On ne peut pas se permettre d’attendre que toutes les études soient faites pour légiférer
Muriel Mercier-Bonin
Chercheuse à l’Inrae
Les capacités des scientifiques complètement saturées
Omniprésents et de plus en plus diversifiés dans leurs tailles, formes et compositions, « les nanoplastiques posent des problèmes aux scientifiques, estime Guillaume Duflos, responsable du laboratoire de sécurité des aliments de l’Anses à Boulogne-sur-Mer. Nous rencontrons des difficultés, même avec une matrice relativement simple comme l’eau. Des aliments comme le thé ou le riz posent des défis analytiques supplémentaires. »

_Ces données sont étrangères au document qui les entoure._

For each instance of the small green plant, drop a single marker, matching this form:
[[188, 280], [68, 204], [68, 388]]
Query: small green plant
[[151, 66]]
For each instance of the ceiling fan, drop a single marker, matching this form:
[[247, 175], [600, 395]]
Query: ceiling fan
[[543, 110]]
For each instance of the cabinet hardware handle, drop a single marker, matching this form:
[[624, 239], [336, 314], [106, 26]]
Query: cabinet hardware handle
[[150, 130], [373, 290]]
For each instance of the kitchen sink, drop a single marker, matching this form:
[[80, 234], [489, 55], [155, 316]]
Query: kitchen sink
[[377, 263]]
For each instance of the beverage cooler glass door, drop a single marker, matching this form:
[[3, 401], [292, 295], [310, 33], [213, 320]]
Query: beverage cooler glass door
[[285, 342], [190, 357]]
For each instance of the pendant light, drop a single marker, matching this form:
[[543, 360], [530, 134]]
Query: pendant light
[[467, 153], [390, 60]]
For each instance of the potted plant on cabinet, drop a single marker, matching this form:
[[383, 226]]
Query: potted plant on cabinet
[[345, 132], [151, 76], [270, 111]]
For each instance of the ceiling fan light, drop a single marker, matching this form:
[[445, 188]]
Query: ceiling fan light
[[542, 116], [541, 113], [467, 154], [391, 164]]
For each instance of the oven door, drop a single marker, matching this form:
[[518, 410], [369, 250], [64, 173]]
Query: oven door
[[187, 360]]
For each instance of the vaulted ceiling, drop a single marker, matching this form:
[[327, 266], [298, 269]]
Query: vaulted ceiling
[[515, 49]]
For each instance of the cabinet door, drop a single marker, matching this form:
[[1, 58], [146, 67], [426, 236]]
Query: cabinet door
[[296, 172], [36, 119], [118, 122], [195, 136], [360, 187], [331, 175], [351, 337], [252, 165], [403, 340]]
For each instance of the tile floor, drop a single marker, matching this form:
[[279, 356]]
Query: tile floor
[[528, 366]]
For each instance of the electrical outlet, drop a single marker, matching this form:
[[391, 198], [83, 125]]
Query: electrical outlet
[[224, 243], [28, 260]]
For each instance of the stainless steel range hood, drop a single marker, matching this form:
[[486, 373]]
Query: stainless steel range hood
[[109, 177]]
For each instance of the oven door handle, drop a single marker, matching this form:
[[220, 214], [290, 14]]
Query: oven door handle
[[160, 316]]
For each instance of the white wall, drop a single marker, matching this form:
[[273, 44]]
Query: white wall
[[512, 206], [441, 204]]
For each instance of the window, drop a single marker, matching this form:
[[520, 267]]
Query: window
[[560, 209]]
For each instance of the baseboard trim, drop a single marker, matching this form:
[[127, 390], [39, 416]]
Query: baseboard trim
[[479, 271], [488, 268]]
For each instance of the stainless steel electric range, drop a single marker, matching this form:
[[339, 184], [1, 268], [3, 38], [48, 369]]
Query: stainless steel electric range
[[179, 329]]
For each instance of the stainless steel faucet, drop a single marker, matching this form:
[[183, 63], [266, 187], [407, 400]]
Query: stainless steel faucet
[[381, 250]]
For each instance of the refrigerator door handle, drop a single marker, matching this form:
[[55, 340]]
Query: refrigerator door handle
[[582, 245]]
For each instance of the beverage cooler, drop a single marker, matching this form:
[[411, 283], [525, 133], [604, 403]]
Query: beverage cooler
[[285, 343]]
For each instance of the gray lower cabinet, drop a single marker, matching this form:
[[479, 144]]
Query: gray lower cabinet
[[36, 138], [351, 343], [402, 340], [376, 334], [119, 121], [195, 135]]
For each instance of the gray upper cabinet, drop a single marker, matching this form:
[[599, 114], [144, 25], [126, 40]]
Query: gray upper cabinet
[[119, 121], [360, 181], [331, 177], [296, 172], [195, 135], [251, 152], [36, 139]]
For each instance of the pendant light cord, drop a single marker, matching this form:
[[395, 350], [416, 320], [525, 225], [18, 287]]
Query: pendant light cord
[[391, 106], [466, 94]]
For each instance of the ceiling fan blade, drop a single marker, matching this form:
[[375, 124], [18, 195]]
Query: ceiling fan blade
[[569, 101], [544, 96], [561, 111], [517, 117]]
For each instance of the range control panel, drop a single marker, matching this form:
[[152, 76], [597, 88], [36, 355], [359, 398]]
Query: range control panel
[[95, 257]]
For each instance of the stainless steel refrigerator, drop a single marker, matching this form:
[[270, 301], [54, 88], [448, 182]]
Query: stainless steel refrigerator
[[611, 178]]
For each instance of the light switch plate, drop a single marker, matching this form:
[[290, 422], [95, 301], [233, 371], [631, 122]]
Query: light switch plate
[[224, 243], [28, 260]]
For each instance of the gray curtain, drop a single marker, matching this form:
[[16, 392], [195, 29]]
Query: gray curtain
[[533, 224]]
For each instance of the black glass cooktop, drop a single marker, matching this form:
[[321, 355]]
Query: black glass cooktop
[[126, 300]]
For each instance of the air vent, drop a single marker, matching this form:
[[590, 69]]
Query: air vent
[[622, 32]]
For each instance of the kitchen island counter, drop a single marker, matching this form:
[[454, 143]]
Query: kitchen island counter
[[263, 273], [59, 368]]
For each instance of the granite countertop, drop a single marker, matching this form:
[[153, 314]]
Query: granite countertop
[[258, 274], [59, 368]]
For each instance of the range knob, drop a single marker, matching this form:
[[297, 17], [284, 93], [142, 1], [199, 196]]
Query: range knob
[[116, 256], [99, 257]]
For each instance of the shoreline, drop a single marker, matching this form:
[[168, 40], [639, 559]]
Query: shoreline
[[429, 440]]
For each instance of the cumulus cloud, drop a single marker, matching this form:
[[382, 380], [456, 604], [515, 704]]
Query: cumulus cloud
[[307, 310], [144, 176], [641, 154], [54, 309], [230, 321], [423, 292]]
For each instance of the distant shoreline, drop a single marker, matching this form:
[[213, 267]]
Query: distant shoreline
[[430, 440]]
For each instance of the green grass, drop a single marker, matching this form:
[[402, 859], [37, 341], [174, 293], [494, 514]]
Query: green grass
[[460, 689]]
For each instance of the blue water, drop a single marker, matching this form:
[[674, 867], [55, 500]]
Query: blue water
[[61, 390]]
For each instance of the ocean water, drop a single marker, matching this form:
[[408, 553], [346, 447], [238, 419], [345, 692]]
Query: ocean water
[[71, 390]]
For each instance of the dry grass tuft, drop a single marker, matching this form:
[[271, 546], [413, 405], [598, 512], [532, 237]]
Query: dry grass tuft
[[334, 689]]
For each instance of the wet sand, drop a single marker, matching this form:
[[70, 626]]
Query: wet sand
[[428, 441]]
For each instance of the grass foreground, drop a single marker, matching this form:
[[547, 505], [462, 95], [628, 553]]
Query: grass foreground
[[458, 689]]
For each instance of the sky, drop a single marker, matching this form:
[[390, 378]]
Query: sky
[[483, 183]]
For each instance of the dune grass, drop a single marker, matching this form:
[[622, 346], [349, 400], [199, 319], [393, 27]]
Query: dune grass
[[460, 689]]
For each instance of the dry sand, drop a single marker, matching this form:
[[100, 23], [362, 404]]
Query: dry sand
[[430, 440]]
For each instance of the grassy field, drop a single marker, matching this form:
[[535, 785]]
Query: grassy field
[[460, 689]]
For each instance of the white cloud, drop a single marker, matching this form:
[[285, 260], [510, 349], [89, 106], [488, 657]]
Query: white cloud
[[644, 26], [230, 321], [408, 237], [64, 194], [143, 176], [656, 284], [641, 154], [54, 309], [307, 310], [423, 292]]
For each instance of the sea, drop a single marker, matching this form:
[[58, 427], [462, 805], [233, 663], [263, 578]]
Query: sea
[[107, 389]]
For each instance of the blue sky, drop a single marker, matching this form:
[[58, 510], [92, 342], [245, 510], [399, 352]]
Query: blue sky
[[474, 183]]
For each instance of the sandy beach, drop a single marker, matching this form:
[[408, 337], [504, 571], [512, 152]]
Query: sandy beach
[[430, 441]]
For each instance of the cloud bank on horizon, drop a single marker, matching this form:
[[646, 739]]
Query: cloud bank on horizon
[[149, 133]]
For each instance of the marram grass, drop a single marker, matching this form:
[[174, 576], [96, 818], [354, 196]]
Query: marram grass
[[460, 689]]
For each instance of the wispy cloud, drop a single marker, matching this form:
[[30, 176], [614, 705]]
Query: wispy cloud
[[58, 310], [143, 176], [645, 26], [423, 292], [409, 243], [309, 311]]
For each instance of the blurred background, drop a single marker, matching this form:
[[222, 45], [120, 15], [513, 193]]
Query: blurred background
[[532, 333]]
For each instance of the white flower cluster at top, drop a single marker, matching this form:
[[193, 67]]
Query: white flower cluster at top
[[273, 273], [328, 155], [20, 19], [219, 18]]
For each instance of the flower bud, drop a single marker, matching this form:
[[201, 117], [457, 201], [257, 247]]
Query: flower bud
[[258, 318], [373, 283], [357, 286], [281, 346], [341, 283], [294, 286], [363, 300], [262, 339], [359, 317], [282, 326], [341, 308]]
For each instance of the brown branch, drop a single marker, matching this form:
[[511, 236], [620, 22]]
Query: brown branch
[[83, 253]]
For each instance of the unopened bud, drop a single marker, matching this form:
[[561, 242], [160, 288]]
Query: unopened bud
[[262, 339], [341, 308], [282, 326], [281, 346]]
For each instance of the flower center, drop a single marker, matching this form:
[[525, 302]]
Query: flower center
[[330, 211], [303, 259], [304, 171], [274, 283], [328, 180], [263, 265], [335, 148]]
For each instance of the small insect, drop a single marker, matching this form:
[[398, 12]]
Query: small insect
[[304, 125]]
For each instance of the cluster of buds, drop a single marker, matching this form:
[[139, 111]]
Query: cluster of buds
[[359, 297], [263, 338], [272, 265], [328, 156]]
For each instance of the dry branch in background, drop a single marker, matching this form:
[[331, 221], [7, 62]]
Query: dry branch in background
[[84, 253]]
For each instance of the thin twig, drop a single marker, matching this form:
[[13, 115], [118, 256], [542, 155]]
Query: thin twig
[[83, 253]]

Et pourtant, il y a urgence, prévient Muriel Mercier-Bonin : « On ne peut pas se permettre d’attendre que toutes les études soient faites pour légiférer », alerte-t-elle. Selon Martin Wagner de l'université norvégienne des sciences et des technologies à Trondheim, 4 200 produits chimiques utilisés dans les plastiques sont considérés comme dangereux, « et c’est seulement faute de données disponibles sur les autres composés que ce nombre n’est pas plus élevé », s’inquiète-t-il.
Depuis 2016, un nouveau produit chimique employé par l’industrie plastique est enregistré toutes les 80 secondes en moyenne. Un rythme bien trop soutenu pour les équipes chargées d’en faire l’évaluation. Pour Guillaume Duflos, « le premier principe de précaution serait de diminuer la diversité de formulation des plastiques pour réduire nos difficultés analytiques immenses. Il faut imposer des formulations beaucoup plus limitées aux fabricants. »
Dans l’attente de l’ultime rencontre de Busan, un collectif international pluridisciplinaire de 400 chercheurs indépendants recommande que la production de plastique primaire soit réduite de 40 % dans le monde, pour revenir au niveau de 2015. Seuls la Norvège et le Pérou ont pour l’instant adhéré à cette proposition.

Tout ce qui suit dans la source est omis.